Sometime later that night or the next day, when the CT report is completed, Dr. Patel calls me with the results. I relay the news to Genevieve. This lack of face-to-face contact for something so crucial to my well-being leaves a critical gap in communication.

Finally, after nine months of this, I discovered that I could have the scans done in Portland, the day before I meet with Dr. Patel. Where’s the fun in that? Where’s the drama?

Call me a spoil sport, but I made the change. This time I had the scan here in Portland on Monday, and on Tuesday I carried a disk to San Diego with the images and the report.

Ta-da! We had the report ready when we met with my doctor! At last, we have better communication and less stress! And the report was great news! In short, the report said that I had massive shrinkage of the tumors. This was time for an instant party! Can you see the fireworks going off? It was time to celebrate!

But wait a minute… isn’t there something familiar about this “massive shrinkage” business?
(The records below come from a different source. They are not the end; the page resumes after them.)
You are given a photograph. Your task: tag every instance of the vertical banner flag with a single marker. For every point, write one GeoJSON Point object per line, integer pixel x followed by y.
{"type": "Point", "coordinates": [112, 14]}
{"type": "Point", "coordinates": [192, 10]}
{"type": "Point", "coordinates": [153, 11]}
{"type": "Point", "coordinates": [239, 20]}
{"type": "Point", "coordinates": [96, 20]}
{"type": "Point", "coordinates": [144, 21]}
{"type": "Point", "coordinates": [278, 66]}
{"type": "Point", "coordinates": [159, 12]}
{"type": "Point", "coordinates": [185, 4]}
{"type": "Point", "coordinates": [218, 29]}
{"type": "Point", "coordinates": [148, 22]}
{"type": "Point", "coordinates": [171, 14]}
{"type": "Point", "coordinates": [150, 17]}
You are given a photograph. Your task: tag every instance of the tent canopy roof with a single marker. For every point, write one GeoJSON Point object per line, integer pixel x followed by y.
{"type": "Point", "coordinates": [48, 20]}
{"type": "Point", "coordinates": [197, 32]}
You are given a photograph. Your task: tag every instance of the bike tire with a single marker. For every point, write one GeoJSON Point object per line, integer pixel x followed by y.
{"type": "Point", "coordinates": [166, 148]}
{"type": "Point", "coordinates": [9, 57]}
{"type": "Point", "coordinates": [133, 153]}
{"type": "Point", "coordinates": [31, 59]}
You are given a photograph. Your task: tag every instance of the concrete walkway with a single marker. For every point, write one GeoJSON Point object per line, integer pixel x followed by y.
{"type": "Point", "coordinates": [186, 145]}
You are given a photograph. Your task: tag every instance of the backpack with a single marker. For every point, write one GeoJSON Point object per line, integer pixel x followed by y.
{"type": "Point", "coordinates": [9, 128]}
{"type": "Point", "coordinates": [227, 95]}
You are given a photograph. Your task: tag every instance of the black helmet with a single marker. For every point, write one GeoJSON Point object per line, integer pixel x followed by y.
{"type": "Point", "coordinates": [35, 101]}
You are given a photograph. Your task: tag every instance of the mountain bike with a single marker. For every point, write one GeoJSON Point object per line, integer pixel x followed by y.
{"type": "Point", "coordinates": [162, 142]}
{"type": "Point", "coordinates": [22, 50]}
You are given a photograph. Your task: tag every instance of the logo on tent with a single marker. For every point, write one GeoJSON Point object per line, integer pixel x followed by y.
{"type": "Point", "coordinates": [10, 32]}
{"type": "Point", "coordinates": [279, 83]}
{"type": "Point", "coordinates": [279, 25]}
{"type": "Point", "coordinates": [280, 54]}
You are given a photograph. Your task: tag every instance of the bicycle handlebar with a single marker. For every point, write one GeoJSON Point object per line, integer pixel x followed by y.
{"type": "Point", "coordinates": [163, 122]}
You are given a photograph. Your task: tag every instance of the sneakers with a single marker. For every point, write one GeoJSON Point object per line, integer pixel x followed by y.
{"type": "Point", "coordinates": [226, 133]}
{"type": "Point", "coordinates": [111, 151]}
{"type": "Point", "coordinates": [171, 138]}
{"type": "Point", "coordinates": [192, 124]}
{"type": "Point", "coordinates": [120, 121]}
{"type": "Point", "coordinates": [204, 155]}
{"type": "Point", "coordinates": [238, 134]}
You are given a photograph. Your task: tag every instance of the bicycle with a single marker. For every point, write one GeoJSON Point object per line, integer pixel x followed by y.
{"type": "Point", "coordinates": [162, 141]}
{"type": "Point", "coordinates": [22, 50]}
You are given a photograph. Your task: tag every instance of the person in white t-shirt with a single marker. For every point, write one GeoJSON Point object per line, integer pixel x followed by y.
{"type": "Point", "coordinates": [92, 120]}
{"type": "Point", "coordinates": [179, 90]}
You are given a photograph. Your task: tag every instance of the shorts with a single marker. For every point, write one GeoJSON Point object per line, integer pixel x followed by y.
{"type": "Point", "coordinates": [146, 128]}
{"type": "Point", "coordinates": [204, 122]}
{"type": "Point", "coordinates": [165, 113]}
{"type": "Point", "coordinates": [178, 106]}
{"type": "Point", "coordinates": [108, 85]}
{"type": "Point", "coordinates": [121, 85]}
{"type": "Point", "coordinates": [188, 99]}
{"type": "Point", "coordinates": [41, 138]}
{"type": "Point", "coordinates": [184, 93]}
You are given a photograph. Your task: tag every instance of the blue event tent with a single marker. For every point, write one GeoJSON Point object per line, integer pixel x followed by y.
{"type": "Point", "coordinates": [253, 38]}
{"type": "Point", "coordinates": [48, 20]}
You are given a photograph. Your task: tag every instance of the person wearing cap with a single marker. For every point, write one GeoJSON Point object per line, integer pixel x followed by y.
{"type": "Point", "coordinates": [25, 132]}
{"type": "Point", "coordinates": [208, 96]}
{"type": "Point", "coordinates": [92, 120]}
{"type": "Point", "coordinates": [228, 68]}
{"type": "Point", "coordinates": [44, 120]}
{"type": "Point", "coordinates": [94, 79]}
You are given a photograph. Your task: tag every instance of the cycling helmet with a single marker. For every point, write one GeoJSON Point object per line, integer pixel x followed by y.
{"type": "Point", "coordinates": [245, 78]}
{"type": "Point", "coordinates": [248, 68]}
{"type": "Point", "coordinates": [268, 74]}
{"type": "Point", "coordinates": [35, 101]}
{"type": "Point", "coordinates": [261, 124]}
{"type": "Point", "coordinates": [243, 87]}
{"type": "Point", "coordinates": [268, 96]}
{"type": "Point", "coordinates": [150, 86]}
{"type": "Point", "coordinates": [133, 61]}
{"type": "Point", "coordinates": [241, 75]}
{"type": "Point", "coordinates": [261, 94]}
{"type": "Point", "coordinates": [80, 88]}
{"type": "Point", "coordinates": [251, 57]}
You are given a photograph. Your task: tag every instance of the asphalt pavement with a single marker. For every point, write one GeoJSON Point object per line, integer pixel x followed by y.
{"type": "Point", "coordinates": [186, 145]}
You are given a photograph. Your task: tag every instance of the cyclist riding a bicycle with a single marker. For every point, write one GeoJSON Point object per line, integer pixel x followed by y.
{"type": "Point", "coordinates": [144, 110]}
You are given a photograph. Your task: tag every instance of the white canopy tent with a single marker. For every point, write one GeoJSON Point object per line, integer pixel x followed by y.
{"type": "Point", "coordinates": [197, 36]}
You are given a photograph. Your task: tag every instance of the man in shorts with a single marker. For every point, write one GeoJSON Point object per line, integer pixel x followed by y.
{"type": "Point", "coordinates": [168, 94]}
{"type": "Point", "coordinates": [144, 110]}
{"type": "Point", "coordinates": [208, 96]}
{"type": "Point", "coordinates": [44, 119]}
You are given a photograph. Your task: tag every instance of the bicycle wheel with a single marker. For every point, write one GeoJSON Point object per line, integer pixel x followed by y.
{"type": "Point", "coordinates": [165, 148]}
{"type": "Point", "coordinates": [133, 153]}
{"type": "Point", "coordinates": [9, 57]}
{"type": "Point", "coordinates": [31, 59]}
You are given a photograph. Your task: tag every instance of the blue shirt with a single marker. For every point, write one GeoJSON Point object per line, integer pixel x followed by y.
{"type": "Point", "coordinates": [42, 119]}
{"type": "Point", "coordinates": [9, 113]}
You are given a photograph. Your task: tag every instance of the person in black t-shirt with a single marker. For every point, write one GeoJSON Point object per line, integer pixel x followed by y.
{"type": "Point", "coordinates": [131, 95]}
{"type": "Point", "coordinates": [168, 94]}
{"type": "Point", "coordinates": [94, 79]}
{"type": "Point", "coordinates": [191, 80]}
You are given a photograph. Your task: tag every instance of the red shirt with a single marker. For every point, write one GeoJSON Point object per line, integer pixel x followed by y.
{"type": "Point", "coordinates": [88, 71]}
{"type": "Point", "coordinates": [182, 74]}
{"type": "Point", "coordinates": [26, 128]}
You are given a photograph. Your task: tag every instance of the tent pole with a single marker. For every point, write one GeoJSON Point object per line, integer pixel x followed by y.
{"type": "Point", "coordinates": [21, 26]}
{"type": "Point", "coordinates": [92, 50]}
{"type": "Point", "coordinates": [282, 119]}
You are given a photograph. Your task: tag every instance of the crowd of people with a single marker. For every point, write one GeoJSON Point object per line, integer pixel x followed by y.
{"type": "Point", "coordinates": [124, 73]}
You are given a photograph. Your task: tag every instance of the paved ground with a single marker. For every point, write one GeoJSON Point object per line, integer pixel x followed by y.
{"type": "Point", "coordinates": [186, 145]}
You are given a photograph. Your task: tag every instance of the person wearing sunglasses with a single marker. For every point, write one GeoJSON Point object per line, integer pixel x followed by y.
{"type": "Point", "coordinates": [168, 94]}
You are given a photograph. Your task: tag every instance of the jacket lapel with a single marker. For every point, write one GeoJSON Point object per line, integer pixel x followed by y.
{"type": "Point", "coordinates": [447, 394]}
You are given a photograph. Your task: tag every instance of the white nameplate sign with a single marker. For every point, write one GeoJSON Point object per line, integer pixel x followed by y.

Dr. Patel threw in his own “but.” The Portland radiologist was comparing this CT scan with the last scan I had in Portland, which was done last September.

The results were meaningless. They were comparing these results to my scan from nine months ago. Our celebration was premature.

Still, all three of us – Genevieve, Dr. Patel, and I – were in a great mood, because we’re expecting everything to continue going well. This is all based on feeling good, having no obvious signs that it’s getting worse, and ignoring a cough that suddenly got worse two weeks ago. That was too sudden, we all agreed, even though we were basing this on no real data. Never mind the facts – my mind is made up.

Dr. Patel said he would pull up the last San Diego images and compare them side by side with this last CT scan. I’m expecting his call soon... Very soon... Any time now... And I’m not thinking about it at all. Really.

When I get the more timely comparison, I know it won’t be Independence Day, because the new scan showed tumors are still present. Still, this apparently “useless” comparison to nine months ago has been a great reminder of just how much better I’m doing now than then. And “stable” is the next best thing to being cancer free, so I’m ready to celebrate a second time. Perspective is a great source of gratitude.

I hope you find plenty to celebrate in your life as well. With a little perspective, I bet you can.

Love,

Dann

Busting Loose from Treatment - February 20, 2015

Friends and Family,

I’m so excited about this I can hardly contain myself. After approximately 1,347 trips to San Diego since September, Things aren’t going to be the same. My ratio of TPW’s is dropping dramatically. But before I tell you about my TPW ratio, I think some explanation is needed.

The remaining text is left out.